Do these conflicts bedevil the Tesla settlement? We can’t tell based on this record. In an adversarial proceeding, a party could seek discovery from each plaintiff, just as the special master did in State Street. Without discovery, Tesla stockholders and other observers are left to scan public records. Sometimes, as in the State Street case, those records lead to a Boston Globe exposé. Other times, they lead nowhere: nothing suggests that the ATRS/Chargois relationship was ever disclosed before the special master discovered it. The Tesla settlement is particularly opaque: only two of the plaintiffs are U.S. public-sector pension funds who make public records available. Private institutional investors have more limited disclosure requirements.
The Tesla settlement, like most similar cases in federal courts or the Court of Chancery, appears likely to receive approval without an adversarial processes’ assurance that the plaintiffs who purport to represent absent stockholders exercise independent judgment and serve as more than mere names on a complaint. State Street showed that undisclosed and ugly things may crawl around undiscovered and out of sight.

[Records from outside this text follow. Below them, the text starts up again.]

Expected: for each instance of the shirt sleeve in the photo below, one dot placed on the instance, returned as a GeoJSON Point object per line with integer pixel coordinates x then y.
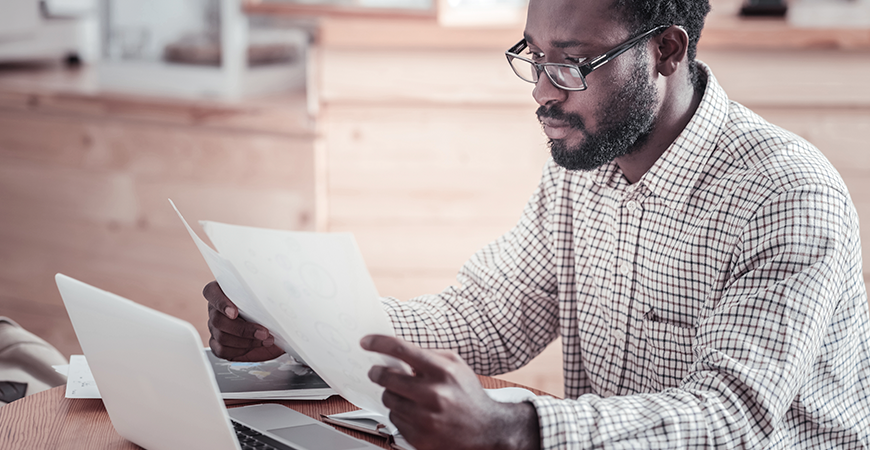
{"type": "Point", "coordinates": [506, 311]}
{"type": "Point", "coordinates": [792, 314]}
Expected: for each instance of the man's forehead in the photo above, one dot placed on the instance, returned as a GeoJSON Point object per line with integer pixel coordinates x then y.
{"type": "Point", "coordinates": [571, 23]}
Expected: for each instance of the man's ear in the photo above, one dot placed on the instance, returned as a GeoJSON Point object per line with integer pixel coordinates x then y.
{"type": "Point", "coordinates": [671, 45]}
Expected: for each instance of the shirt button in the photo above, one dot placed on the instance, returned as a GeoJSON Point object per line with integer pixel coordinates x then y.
{"type": "Point", "coordinates": [618, 337]}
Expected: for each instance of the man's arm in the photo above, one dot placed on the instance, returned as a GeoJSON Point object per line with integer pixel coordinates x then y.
{"type": "Point", "coordinates": [786, 340]}
{"type": "Point", "coordinates": [442, 405]}
{"type": "Point", "coordinates": [506, 310]}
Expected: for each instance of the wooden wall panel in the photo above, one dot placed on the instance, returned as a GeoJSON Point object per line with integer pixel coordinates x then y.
{"type": "Point", "coordinates": [86, 194]}
{"type": "Point", "coordinates": [432, 154]}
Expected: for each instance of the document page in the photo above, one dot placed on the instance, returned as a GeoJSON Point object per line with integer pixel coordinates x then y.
{"type": "Point", "coordinates": [314, 293]}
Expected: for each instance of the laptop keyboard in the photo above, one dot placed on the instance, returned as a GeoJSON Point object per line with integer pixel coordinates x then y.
{"type": "Point", "coordinates": [252, 439]}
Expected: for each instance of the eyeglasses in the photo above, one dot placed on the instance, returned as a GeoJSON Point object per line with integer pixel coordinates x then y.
{"type": "Point", "coordinates": [570, 77]}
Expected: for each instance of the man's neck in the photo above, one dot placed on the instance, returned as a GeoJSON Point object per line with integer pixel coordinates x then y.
{"type": "Point", "coordinates": [676, 112]}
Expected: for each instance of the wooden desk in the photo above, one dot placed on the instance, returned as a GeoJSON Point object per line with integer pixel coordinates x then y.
{"type": "Point", "coordinates": [48, 420]}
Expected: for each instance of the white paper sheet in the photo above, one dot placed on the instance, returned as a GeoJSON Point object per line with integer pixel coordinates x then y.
{"type": "Point", "coordinates": [313, 292]}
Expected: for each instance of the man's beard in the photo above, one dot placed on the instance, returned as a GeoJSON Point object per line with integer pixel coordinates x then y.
{"type": "Point", "coordinates": [624, 125]}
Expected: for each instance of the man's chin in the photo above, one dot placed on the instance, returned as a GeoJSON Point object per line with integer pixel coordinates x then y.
{"type": "Point", "coordinates": [573, 157]}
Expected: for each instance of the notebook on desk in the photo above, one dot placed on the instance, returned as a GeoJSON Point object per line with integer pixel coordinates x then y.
{"type": "Point", "coordinates": [159, 389]}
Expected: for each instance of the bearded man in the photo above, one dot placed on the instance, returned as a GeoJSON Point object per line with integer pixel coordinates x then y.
{"type": "Point", "coordinates": [702, 266]}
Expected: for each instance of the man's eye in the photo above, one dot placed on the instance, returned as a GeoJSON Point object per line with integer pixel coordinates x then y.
{"type": "Point", "coordinates": [534, 56]}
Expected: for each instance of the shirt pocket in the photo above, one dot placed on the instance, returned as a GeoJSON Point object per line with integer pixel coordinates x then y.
{"type": "Point", "coordinates": [669, 353]}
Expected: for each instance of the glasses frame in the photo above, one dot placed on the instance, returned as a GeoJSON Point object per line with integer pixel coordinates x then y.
{"type": "Point", "coordinates": [584, 68]}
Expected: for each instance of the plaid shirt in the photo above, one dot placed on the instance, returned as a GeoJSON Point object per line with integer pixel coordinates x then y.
{"type": "Point", "coordinates": [717, 302]}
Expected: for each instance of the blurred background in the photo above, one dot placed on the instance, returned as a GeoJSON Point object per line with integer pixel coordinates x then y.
{"type": "Point", "coordinates": [396, 120]}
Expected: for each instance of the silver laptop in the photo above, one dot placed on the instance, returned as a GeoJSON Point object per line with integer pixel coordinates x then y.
{"type": "Point", "coordinates": [159, 389]}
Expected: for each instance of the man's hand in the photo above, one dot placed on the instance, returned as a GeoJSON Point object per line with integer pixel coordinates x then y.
{"type": "Point", "coordinates": [443, 405]}
{"type": "Point", "coordinates": [233, 337]}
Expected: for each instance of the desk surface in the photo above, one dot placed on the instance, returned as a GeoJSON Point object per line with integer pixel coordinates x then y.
{"type": "Point", "coordinates": [49, 420]}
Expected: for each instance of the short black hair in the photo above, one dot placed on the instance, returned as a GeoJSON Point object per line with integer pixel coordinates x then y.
{"type": "Point", "coordinates": [644, 15]}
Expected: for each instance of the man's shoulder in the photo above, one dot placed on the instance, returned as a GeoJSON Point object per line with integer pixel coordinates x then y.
{"type": "Point", "coordinates": [782, 158]}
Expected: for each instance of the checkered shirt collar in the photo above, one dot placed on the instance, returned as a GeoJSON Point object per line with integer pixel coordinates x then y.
{"type": "Point", "coordinates": [675, 173]}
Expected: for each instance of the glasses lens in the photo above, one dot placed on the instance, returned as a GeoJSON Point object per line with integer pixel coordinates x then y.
{"type": "Point", "coordinates": [566, 76]}
{"type": "Point", "coordinates": [524, 69]}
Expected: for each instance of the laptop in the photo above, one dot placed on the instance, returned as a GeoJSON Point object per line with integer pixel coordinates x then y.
{"type": "Point", "coordinates": [159, 388]}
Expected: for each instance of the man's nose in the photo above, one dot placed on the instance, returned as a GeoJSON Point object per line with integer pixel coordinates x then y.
{"type": "Point", "coordinates": [545, 92]}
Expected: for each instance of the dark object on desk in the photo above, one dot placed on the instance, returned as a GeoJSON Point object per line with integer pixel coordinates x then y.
{"type": "Point", "coordinates": [764, 8]}
{"type": "Point", "coordinates": [26, 360]}
{"type": "Point", "coordinates": [204, 51]}
{"type": "Point", "coordinates": [11, 391]}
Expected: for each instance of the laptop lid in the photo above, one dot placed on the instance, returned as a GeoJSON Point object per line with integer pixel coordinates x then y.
{"type": "Point", "coordinates": [154, 380]}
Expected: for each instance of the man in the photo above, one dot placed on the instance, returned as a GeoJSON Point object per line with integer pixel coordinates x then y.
{"type": "Point", "coordinates": [701, 265]}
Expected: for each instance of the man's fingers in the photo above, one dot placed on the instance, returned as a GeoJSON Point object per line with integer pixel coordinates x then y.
{"type": "Point", "coordinates": [236, 327]}
{"type": "Point", "coordinates": [219, 301]}
{"type": "Point", "coordinates": [248, 354]}
{"type": "Point", "coordinates": [423, 361]}
{"type": "Point", "coordinates": [414, 389]}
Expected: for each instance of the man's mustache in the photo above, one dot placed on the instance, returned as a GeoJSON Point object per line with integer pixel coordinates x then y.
{"type": "Point", "coordinates": [555, 112]}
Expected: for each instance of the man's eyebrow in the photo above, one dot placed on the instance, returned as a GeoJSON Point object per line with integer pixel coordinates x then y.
{"type": "Point", "coordinates": [559, 44]}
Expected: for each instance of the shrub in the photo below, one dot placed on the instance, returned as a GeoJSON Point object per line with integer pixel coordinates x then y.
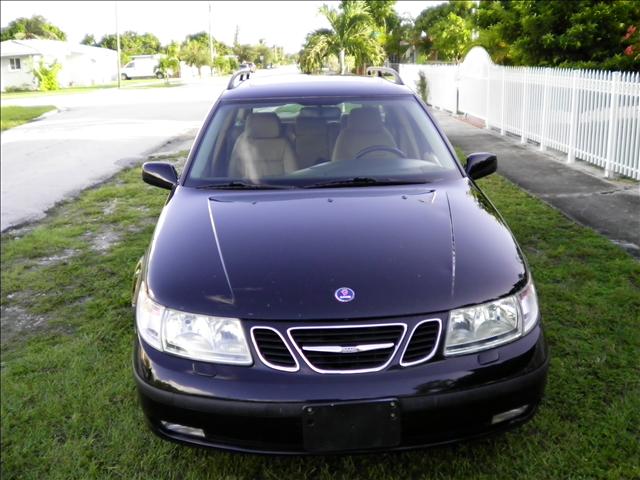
{"type": "Point", "coordinates": [47, 76]}
{"type": "Point", "coordinates": [423, 86]}
{"type": "Point", "coordinates": [25, 87]}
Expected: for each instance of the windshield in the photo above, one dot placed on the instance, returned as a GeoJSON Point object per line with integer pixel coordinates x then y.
{"type": "Point", "coordinates": [320, 142]}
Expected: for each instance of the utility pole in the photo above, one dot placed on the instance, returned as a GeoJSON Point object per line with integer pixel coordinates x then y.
{"type": "Point", "coordinates": [118, 44]}
{"type": "Point", "coordinates": [210, 39]}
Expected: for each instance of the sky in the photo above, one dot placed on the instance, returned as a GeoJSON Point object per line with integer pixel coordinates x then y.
{"type": "Point", "coordinates": [283, 23]}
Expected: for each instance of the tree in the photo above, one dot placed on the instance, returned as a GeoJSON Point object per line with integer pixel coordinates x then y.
{"type": "Point", "coordinates": [351, 33]}
{"type": "Point", "coordinates": [434, 22]}
{"type": "Point", "coordinates": [169, 64]}
{"type": "Point", "coordinates": [34, 27]}
{"type": "Point", "coordinates": [89, 39]}
{"type": "Point", "coordinates": [132, 43]}
{"type": "Point", "coordinates": [451, 37]}
{"type": "Point", "coordinates": [580, 33]}
{"type": "Point", "coordinates": [245, 52]}
{"type": "Point", "coordinates": [195, 54]}
{"type": "Point", "coordinates": [47, 76]}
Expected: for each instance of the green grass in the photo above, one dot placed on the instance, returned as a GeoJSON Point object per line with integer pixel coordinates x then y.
{"type": "Point", "coordinates": [125, 84]}
{"type": "Point", "coordinates": [13, 116]}
{"type": "Point", "coordinates": [69, 407]}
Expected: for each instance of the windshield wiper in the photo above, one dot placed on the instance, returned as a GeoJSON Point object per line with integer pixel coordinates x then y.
{"type": "Point", "coordinates": [363, 182]}
{"type": "Point", "coordinates": [236, 185]}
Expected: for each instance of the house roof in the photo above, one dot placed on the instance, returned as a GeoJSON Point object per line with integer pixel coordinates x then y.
{"type": "Point", "coordinates": [54, 48]}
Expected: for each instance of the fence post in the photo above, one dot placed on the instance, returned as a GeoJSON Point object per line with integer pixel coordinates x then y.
{"type": "Point", "coordinates": [543, 129]}
{"type": "Point", "coordinates": [486, 125]}
{"type": "Point", "coordinates": [613, 123]}
{"type": "Point", "coordinates": [525, 92]}
{"type": "Point", "coordinates": [573, 122]}
{"type": "Point", "coordinates": [502, 103]}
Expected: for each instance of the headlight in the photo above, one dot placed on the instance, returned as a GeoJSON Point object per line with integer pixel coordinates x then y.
{"type": "Point", "coordinates": [491, 324]}
{"type": "Point", "coordinates": [198, 337]}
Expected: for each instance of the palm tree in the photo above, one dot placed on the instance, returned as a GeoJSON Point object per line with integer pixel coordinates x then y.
{"type": "Point", "coordinates": [351, 33]}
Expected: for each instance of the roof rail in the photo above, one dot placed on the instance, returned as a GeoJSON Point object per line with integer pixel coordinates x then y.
{"type": "Point", "coordinates": [379, 71]}
{"type": "Point", "coordinates": [243, 73]}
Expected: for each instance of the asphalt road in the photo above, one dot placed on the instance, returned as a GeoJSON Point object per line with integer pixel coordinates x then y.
{"type": "Point", "coordinates": [92, 137]}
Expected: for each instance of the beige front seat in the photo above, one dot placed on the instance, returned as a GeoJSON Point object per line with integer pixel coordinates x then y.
{"type": "Point", "coordinates": [261, 150]}
{"type": "Point", "coordinates": [312, 141]}
{"type": "Point", "coordinates": [364, 129]}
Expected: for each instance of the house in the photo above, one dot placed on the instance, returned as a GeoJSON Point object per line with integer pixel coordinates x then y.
{"type": "Point", "coordinates": [82, 65]}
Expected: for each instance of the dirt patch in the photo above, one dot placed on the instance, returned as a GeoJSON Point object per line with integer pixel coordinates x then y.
{"type": "Point", "coordinates": [16, 320]}
{"type": "Point", "coordinates": [58, 258]}
{"type": "Point", "coordinates": [102, 242]}
{"type": "Point", "coordinates": [110, 207]}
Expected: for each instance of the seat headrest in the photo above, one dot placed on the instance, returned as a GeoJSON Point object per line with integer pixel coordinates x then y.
{"type": "Point", "coordinates": [331, 113]}
{"type": "Point", "coordinates": [309, 112]}
{"type": "Point", "coordinates": [263, 125]}
{"type": "Point", "coordinates": [310, 126]}
{"type": "Point", "coordinates": [365, 119]}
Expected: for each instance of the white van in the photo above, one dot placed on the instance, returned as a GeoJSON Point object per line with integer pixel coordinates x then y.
{"type": "Point", "coordinates": [141, 66]}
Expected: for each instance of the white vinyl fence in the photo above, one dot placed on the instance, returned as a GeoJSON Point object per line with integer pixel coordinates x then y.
{"type": "Point", "coordinates": [590, 115]}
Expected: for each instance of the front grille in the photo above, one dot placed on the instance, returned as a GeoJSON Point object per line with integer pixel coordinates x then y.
{"type": "Point", "coordinates": [422, 344]}
{"type": "Point", "coordinates": [351, 349]}
{"type": "Point", "coordinates": [273, 351]}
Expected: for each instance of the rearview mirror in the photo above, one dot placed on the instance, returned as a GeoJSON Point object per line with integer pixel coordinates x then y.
{"type": "Point", "coordinates": [481, 164]}
{"type": "Point", "coordinates": [160, 174]}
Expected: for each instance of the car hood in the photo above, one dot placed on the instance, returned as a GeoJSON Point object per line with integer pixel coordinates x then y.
{"type": "Point", "coordinates": [283, 254]}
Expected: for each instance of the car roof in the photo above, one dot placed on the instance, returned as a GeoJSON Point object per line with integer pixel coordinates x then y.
{"type": "Point", "coordinates": [286, 86]}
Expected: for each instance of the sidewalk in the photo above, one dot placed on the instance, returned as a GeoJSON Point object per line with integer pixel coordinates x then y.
{"type": "Point", "coordinates": [611, 207]}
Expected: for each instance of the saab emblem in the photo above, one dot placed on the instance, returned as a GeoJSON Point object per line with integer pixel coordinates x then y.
{"type": "Point", "coordinates": [345, 294]}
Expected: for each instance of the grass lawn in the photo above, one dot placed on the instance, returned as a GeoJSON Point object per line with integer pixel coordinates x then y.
{"type": "Point", "coordinates": [13, 116]}
{"type": "Point", "coordinates": [69, 406]}
{"type": "Point", "coordinates": [125, 84]}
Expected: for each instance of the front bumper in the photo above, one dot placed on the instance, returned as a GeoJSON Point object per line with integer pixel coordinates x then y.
{"type": "Point", "coordinates": [256, 409]}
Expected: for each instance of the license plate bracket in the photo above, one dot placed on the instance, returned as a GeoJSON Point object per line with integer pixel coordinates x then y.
{"type": "Point", "coordinates": [344, 426]}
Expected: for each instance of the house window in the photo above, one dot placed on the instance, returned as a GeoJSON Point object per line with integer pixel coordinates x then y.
{"type": "Point", "coordinates": [14, 64]}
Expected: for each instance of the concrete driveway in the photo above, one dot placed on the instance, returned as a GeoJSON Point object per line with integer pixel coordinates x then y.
{"type": "Point", "coordinates": [91, 138]}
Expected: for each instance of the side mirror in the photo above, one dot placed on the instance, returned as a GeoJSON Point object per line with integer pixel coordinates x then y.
{"type": "Point", "coordinates": [481, 164]}
{"type": "Point", "coordinates": [160, 174]}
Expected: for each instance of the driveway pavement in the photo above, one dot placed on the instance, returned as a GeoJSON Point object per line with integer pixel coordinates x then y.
{"type": "Point", "coordinates": [93, 136]}
{"type": "Point", "coordinates": [611, 207]}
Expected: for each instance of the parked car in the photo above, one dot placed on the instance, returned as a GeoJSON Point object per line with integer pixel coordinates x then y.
{"type": "Point", "coordinates": [325, 276]}
{"type": "Point", "coordinates": [142, 67]}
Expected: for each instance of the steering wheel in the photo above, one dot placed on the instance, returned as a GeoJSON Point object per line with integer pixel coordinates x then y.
{"type": "Point", "coordinates": [380, 148]}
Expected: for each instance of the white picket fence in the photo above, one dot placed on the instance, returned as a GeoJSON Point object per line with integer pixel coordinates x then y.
{"type": "Point", "coordinates": [589, 115]}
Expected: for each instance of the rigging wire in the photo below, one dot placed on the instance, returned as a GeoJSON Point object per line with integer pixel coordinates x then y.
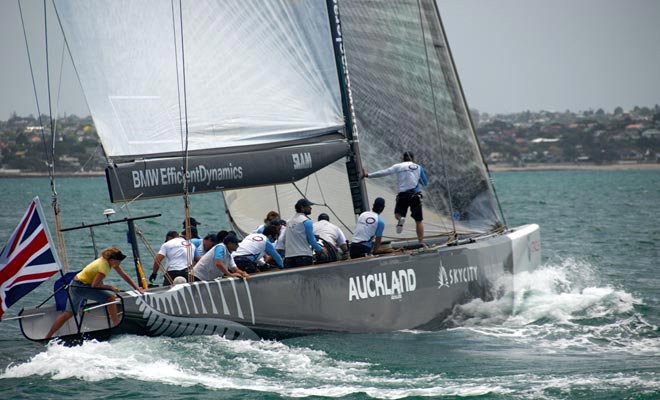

Ultimately, we should turn over more rocks and adjust our judicial processes when courts can no longer rely on adversarial parties to surface relevant information. For instance, courts could more routinely appoint special masters to provide adversarial scrutiny of class settlements, or at a minimum create more robust disclosure requirements that would capture a State Street-style conflict. Courts could also address the reality that these settlement hearings more closely resemble unopposed ex parte proceedings than ordinary actions and impose expanded duties of candor on counsel. Absent judicial action, congressional leadership may be required, including amendments to the Private Securities Litigation Reform Act.
Without adversarial testing from courts or Congress, we may never know how many conflicts compromise class action settlements. Absent some adversarial testing forcing information to the surface, troubling realities may only emerge when chance and circumstance combine to uncover the truth. State Street revealed the ATRS/Chargois relationship only because multiple law firms coincidentally made errors in their fee applications and because the Boston Globe’s Spotlight team followed up with questions. Without reform, stockholders will have to wait for the stars to align again before the next scandal surfaces.
This post was co-written with Anthony Rickey.